Lou Reed :: Coney Island Baby – 30th Anniversary Edition

Rock: Nach der Feedback-Orgie: der atmosphärische Soundtrack für den Vergnügungspark.

Lou Reeds Geschick, sich immer wieder in Fettnäpchen gigantischen Ausmaßes und selbstzerstörerische Situationen zu manövrieren, wurde wahrscheinlich nur noch von Kollege Iggy Pop übertroffen. So auch 1975, als der ehemalige Velvet-Underground-Chef nach einer Reihe stringenter Alben wie TRANSFORMER, BERLIN, ROCK’N’ROLL animal und sally can’t Dance Fans und Kritiker mit der Feedback-Orgie metal machine music düpierte. Lou Reed, der in jener Phase täglich hohe Dosen Speed fixte, hatte hohe Steuerschulden und besaß kein Equipment mehr – Letzteres ließen nicht bezahlte Roadies als Pfand mitgehen. RCA-Chef Ken Glancey zeigte Verständnis, steckte Reeed ins selbe Hotel, in dem Bob Dylan mit der Rolling Thunder Revue probte, rang ihm allerdings das Versprechen ab, dass, wenn Studiozeit und Musiker gebucht würden, er nicht wieder monströsen Krach à la metal machine music abliefern dürfe.

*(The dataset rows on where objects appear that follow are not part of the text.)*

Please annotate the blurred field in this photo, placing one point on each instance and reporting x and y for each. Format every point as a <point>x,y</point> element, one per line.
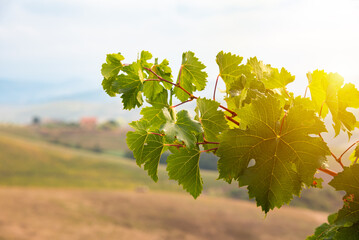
<point>41,214</point>
<point>50,191</point>
<point>41,164</point>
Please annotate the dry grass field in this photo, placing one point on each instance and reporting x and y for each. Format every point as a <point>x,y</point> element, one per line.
<point>42,214</point>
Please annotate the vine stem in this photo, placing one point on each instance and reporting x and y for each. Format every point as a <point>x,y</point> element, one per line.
<point>328,171</point>
<point>179,76</point>
<point>305,93</point>
<point>333,155</point>
<point>189,100</point>
<point>208,150</point>
<point>348,149</point>
<point>174,84</point>
<point>190,94</point>
<point>282,123</point>
<point>159,134</point>
<point>160,80</point>
<point>215,87</point>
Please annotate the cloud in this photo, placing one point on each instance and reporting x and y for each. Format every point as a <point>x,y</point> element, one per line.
<point>61,40</point>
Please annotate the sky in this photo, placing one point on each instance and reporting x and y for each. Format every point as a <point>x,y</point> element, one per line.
<point>66,41</point>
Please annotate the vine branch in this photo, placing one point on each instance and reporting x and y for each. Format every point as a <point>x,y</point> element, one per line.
<point>346,150</point>
<point>208,150</point>
<point>190,94</point>
<point>328,171</point>
<point>215,88</point>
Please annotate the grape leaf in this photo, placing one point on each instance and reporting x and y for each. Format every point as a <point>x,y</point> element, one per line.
<point>285,157</point>
<point>145,56</point>
<point>229,68</point>
<point>278,79</point>
<point>212,120</point>
<point>112,66</point>
<point>147,148</point>
<point>271,77</point>
<point>354,157</point>
<point>155,116</point>
<point>183,166</point>
<point>242,91</point>
<point>183,128</point>
<point>327,94</point>
<point>130,85</point>
<point>325,232</point>
<point>348,181</point>
<point>108,86</point>
<point>109,71</point>
<point>348,233</point>
<point>192,77</point>
<point>152,88</point>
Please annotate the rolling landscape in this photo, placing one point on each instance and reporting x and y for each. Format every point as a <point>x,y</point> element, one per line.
<point>54,191</point>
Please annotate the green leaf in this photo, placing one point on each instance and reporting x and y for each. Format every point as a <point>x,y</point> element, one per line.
<point>192,78</point>
<point>147,148</point>
<point>271,77</point>
<point>151,89</point>
<point>327,93</point>
<point>333,231</point>
<point>348,181</point>
<point>108,86</point>
<point>212,120</point>
<point>110,70</point>
<point>183,128</point>
<point>164,71</point>
<point>155,116</point>
<point>130,85</point>
<point>161,100</point>
<point>348,233</point>
<point>278,79</point>
<point>325,232</point>
<point>229,66</point>
<point>183,166</point>
<point>259,69</point>
<point>145,56</point>
<point>112,66</point>
<point>354,157</point>
<point>285,155</point>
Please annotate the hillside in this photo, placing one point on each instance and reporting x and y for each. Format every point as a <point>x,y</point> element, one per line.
<point>68,193</point>
<point>28,160</point>
<point>25,162</point>
<point>42,214</point>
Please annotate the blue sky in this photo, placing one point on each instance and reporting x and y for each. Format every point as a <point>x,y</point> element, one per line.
<point>67,40</point>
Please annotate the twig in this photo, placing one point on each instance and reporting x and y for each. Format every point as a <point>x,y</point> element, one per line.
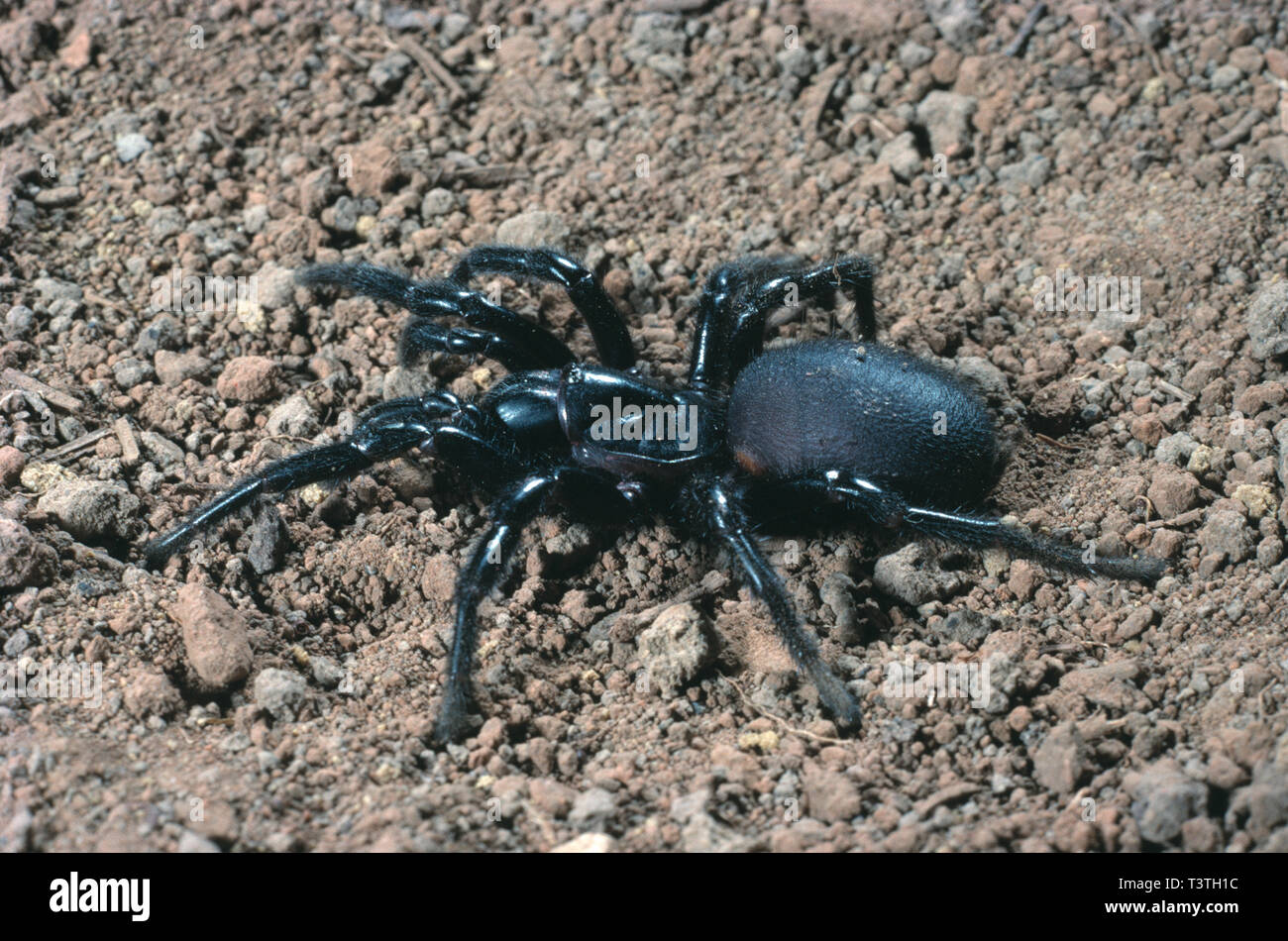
<point>1026,27</point>
<point>782,721</point>
<point>77,446</point>
<point>433,67</point>
<point>21,380</point>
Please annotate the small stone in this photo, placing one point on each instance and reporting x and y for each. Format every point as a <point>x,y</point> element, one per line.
<point>132,146</point>
<point>12,464</point>
<point>902,155</point>
<point>914,576</point>
<point>91,510</point>
<point>214,636</point>
<point>1063,761</point>
<point>172,368</point>
<point>591,808</point>
<point>945,116</point>
<point>1266,321</point>
<point>674,648</point>
<point>829,795</point>
<point>248,378</point>
<point>294,417</point>
<point>1163,799</point>
<point>153,694</point>
<point>279,692</point>
<point>25,560</point>
<point>1227,534</point>
<point>533,229</point>
<point>1172,492</point>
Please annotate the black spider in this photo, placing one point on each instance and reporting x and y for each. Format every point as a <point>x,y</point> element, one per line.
<point>858,432</point>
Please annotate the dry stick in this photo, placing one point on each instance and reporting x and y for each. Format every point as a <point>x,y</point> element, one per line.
<point>21,380</point>
<point>433,67</point>
<point>781,721</point>
<point>77,446</point>
<point>1026,27</point>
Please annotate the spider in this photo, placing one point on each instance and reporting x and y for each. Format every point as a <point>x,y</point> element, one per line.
<point>857,433</point>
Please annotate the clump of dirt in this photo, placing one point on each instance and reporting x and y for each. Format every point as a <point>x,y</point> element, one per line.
<point>273,686</point>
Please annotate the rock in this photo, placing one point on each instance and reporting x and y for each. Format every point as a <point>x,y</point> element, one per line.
<point>552,797</point>
<point>1163,798</point>
<point>1030,171</point>
<point>214,636</point>
<point>132,146</point>
<point>1266,321</point>
<point>130,372</point>
<point>53,290</point>
<point>902,156</point>
<point>966,627</point>
<point>90,510</point>
<point>248,378</point>
<point>24,559</point>
<point>912,55</point>
<point>945,116</point>
<point>1172,492</point>
<point>294,417</point>
<point>1260,807</point>
<point>1063,761</point>
<point>958,21</point>
<point>172,368</point>
<point>279,692</point>
<point>151,694</point>
<point>326,673</point>
<point>1227,534</point>
<point>674,649</point>
<point>535,229</point>
<point>591,808</point>
<point>913,575</point>
<point>438,202</point>
<point>829,795</point>
<point>12,464</point>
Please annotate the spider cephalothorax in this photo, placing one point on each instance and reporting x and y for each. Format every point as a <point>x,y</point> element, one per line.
<point>870,434</point>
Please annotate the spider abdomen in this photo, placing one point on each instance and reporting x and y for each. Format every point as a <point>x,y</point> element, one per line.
<point>868,409</point>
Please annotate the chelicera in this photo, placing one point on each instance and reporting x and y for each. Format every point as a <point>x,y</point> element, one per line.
<point>855,433</point>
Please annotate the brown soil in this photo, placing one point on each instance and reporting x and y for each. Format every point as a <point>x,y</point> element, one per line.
<point>284,708</point>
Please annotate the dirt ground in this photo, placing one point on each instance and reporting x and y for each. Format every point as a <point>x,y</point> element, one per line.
<point>271,687</point>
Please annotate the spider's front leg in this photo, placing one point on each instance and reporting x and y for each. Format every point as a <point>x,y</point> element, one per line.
<point>887,508</point>
<point>725,519</point>
<point>741,295</point>
<point>518,506</point>
<point>437,421</point>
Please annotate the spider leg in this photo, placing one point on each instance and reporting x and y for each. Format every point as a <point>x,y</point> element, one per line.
<point>434,299</point>
<point>726,521</point>
<point>741,295</point>
<point>421,336</point>
<point>488,562</point>
<point>384,432</point>
<point>888,508</point>
<point>601,316</point>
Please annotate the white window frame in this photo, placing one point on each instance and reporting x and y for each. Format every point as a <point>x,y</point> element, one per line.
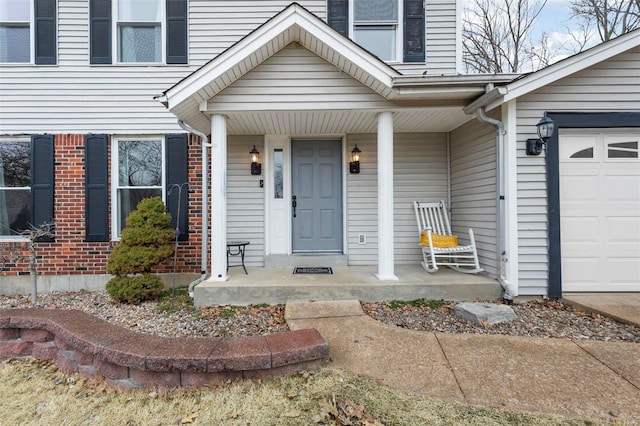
<point>32,43</point>
<point>115,40</point>
<point>115,185</point>
<point>399,25</point>
<point>27,140</point>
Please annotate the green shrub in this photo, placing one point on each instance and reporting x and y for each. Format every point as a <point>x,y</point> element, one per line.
<point>146,241</point>
<point>134,290</point>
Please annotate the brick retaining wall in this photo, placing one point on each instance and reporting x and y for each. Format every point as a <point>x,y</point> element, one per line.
<point>84,344</point>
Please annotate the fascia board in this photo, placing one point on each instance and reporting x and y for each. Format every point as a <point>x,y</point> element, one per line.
<point>294,17</point>
<point>351,51</point>
<point>226,60</point>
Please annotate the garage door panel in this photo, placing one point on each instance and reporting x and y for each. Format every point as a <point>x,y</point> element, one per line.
<point>621,188</point>
<point>623,229</point>
<point>600,211</point>
<point>623,271</point>
<point>580,230</point>
<point>580,188</point>
<point>581,271</point>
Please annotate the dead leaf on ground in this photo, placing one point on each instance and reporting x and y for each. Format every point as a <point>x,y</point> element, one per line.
<point>189,419</point>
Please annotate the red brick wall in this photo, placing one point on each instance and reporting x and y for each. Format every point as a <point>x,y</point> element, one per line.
<point>70,254</point>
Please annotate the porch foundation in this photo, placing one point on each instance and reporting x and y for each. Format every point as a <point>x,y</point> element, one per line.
<point>280,285</point>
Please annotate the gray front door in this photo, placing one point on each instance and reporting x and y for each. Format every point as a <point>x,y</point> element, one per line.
<point>316,184</point>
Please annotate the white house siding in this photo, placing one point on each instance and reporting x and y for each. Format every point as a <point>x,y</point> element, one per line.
<point>420,173</point>
<point>606,87</point>
<point>473,189</point>
<point>440,41</point>
<point>295,79</point>
<point>75,96</point>
<point>245,198</point>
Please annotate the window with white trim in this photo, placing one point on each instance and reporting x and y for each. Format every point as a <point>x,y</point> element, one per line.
<point>139,168</point>
<point>28,32</point>
<point>15,31</point>
<point>375,27</point>
<point>393,30</point>
<point>15,186</point>
<point>139,29</point>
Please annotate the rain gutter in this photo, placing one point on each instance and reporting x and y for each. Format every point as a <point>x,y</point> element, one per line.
<point>205,196</point>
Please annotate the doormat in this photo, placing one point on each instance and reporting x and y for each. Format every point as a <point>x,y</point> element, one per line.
<point>312,270</point>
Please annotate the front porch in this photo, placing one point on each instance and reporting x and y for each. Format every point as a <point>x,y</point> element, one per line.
<point>279,285</point>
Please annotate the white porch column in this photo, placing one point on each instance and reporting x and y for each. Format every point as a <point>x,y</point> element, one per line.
<point>218,198</point>
<point>385,198</point>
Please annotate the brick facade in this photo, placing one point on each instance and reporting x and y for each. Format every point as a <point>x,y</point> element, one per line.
<point>70,253</point>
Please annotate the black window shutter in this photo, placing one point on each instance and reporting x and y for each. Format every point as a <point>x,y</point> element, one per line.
<point>45,32</point>
<point>42,180</point>
<point>338,16</point>
<point>177,175</point>
<point>177,50</point>
<point>96,187</point>
<point>414,28</point>
<point>100,31</point>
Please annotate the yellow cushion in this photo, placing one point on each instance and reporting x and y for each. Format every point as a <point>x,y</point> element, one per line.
<point>438,240</point>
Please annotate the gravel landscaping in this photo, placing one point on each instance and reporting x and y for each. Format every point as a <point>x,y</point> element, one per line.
<point>178,318</point>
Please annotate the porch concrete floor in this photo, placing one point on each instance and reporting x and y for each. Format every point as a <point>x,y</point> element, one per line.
<point>280,285</point>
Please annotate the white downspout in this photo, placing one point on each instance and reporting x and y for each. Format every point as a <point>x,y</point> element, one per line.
<point>205,198</point>
<point>509,288</point>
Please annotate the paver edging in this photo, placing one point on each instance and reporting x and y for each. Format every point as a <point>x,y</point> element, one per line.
<point>82,343</point>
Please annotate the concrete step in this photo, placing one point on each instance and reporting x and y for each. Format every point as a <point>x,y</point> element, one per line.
<point>306,259</point>
<point>279,285</point>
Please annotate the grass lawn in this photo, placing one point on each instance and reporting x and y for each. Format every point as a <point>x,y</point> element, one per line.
<point>37,393</point>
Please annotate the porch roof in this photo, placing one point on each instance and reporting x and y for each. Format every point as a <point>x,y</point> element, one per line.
<point>422,103</point>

Das Ergebnis coney Island baby kann sich auch drei Jahrzehnte später noch hören lassen. Reed besann sich auf die Tugend, die ihn schon zu Zeiten als Warhols Eleven auszeichnete: zeitlose Rockpoesie auf einen Songzyklus umzusetzen. Und so atmet das äußerst sparsam arrangierte coney Island baby mehr als jenes andere Solowerk Reeds jener Ära den Geist der Velvet Underground zwischen white Light, white heat und LOADED. Am intensivsten wohl in der mit gesampeltem Bar-Ambiente unterlegten Trance-Hymne „Kicks“, im Pop-Ohrwurm „She’s My Best Friend und im elegischen Titelsong. Sechs Bonustracks liefern hypnotisch rockende Studio-Outakes. Singleversionen und rare B-Seiten.